In October 2010, the national security advisors of 44 nations gathered in Sochi, Russia to discuss transnational crime. Representing the United States, former National Security Advisor General James L. Jones, USMC, Ret. warned of the TOC threats to international security and urged immediate international
action, saying:

“In a world full of transnational threats, transnational crime is in an ascendant phase… This lethal nexus of organized crime, narco-trafficking, and terrorism is a threat that the United States, Russia and all of us share and should be working together to combat… Today, right now, we have an opportunity for cooperation not just between the United States and Russia, but among all nations represented here today. It’s up to us to seize the moment…”

The various elements of this Strategy flow from a single unifying principle: we will build, balance, and integrate the tools of American power to combat TOC and related threats to national security and urge our foreign partners to do the same. To this end, the Strategy recognizes TOC as a significant threat to national and international security and emphasizes U.S. planning, priorities, and activities accordingly. The Strategy addresses TOC and drug trafficking as increasingly intertwined threats to maximize the impact of U.S. resources. It also provides a framework to direct U.S. power against those TOC actors, activities, and networks that are determined to pose the greatest threat to national and international security.

This Strategy establishes priority actions in several key areas. It starts by taking a hard look at what actions the United States can take within its own borders to lessen the threat and impact of TOC domestically and on our foreign partners. The other priority actions seek to:

  • Enhance Intelligence and Information Sharing;
  • Protect the Financial System and Strategic Markets Against Transnational Organized Crime;
  • Strengthen Interdiction, Investigations, and Prosecutions;
  • Disrupt Drug Trafficking and Its Facilitation of Other Transnational Threats; and
  • Build International Capacity, Cooperation, and Partnerships.

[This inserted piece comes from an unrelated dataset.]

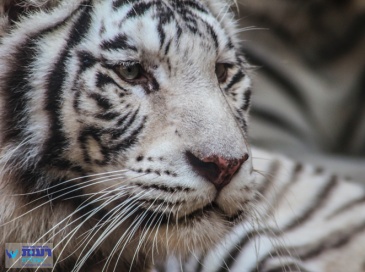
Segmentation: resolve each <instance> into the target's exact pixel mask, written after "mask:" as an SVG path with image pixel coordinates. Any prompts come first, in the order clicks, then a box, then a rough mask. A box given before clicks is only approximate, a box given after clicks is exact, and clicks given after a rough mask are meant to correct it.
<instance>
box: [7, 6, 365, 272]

This Strategy complements but does not replicate the work of other major U.S. security initiatives. It is guided by the National Security Strategy and interlocks with other U.S. strategies and initiatives, to include the National Drug Control Strategy, the National Strategy for Counterterrorism, the International Strategy for Cyberspace, the National Strategy to Combat Weapons of Mass Destruction, the U.S.-Mexico Merida Initiative, the Law Enforcement Strategy to Combat International Organized Crime, the National Strategy for Maritime Security, Countering Piracy Off the Horn of Africa: Partnership & Action Plan, and several other U.S. security assistance, counterdrug, and capacity-building efforts around the world.

The Interagency Policy Committee (IPC) on Illicit Drugs and Transnational Criminal Threats will oversee a whole-of-government approach to implementing this Strategy. Co-chaired by the National Security Staff and the Office of National Drug Control Policy, this IPC will issue implementation guidance, establish performance measures, and receive regular progress updates from the interagency community. This IPC will be informed by and work with other IPCs such as the Maritime Security IPC. With a new Strategy to Combat Transnational Organized Crime and an array of new authorities and tools, this Administration is committing itself to ensuring that we rise to the national security challenges of the 21st century and ensure an international order that protects the safety and well-being of our citizens.